= Geny Dignac =

American sculptor

Geny Dignac (Buenos Aires, 1932) is an American sculptor and environmental artist of Argentine birth.

== Biography ==
Born in Buenos Aires, Dignac moved to the Washington, D.C. area in 1954; she left in 1974 and settled in Arizona. Her art, much of which is created using fire and light as media, has been exhibited widely. She has lectured on the use of fire as an artistic medium, and worked with a metallurgist and the Naval Ordnance Laboratory to create works involving fire and nitinol alloys. Dignac lives in Phoenix, Arizona. She was married to José Bermudez; their son-in-law is the director Sam Pillsbury.

== Exhibitions ==
In 1968, one of her pieces was exhibited in the first show of E.A.T. which was held at the Museum of Modern Art and at the Brooklyn Museum in New York.
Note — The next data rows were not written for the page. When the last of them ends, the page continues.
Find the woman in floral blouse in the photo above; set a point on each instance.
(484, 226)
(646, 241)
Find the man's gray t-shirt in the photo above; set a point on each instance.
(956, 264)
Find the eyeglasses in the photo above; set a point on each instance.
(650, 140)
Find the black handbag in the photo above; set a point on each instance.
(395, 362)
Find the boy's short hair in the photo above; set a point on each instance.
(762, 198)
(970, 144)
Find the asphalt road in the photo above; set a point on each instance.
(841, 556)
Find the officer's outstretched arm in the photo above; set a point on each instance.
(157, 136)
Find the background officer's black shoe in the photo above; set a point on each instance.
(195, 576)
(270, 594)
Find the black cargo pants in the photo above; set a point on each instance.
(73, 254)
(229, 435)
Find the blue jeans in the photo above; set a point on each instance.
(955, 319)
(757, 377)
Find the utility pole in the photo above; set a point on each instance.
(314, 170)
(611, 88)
Two of her fire sculptures were included in the "Earth, Air, Fire, and Water. Elements of Art" at the Museum of Fine Arts in Boston Massachusetts. Her solo exhibitions contain her works with fire and she has had various solo exhibitions. Her solo exhibitions include various types of her art ranging from drawing to sculptures and monuments. Her work is popular in the United States and abroad. She has been a part of group exhibitions in Medellin, Colombia, Antwerp, Belgium, New York City, Paris, France, Pamplona, Spain, Caracas, Venezuela, and San Juan, Puerto Rico. Since 1969, Geny Dignac has been expressing her use of fire in Art all over the United States and South America. She diffuses the concept of using the element of fire in her art by sharing her thoughts at many different schools and museums. She collaborated with a metallurgist and the Naval Ordnance Laboratory to create sculpture employing fire and nitinol alloys in 1971. R. Osuna and J.Y. Bermudez made her the subject of several films and videos during 1967 to 1980. Dignac wrote "Lightning is the gesture of the storm. Flames are the gesture of the fire. Fire is a magical element. Magical thinking is art" Her work can be found in private, public and corporate permanent collections. Most of the exhibitions her work is held at are Fundacio Joan Miró (Barcelona, Spain), Palazzo Dei Diamanti (Ferrara, Italy), La Tertulia Museum (Cali, Colombia), Museo del Banco Central del Ecuador (Guayaquil, Ecuador), and The Latinoamericano Art Foundation in San Juan, Puerto Rico. Her private collections are in USA, Italy, Germany, Spain, Argentina, Chile, Ecuador and Venezuela.

== Art works ==
Her art may be seen in numerous public, private, and corporate collections including that of the Fundació Joan Miró. Her projects include: "Sand Fire", "Fire Over Water" and "Forms of Fire in Mid-Air". She believes that her art should go beyond modern day art. Her most popular artworks include “3 Fire Gestures” 1970 held in Sand Hills, California,
“234 Gloves” at the Arcosanti Festival. Cordes Junction, Arizona, USA, Sarasota, Florida, USA and Boston, Mass, USA,
“South Arrow & La Casualidad” in Buenos Aires, Argentina, “Snow & Fire” in Oakton, Virginia, USA, “Drawing with Fire in Space” in Oakton, Virginia, USA, “Caroni and Orinoco Rivers” in Venezuela, “Sunrise” Apache Reservation in Arizona, USA, “Rio Salado” in Tempe, Arizona, USA, and "Conflagration-Iraq" in Phoenix, Arizona, USA.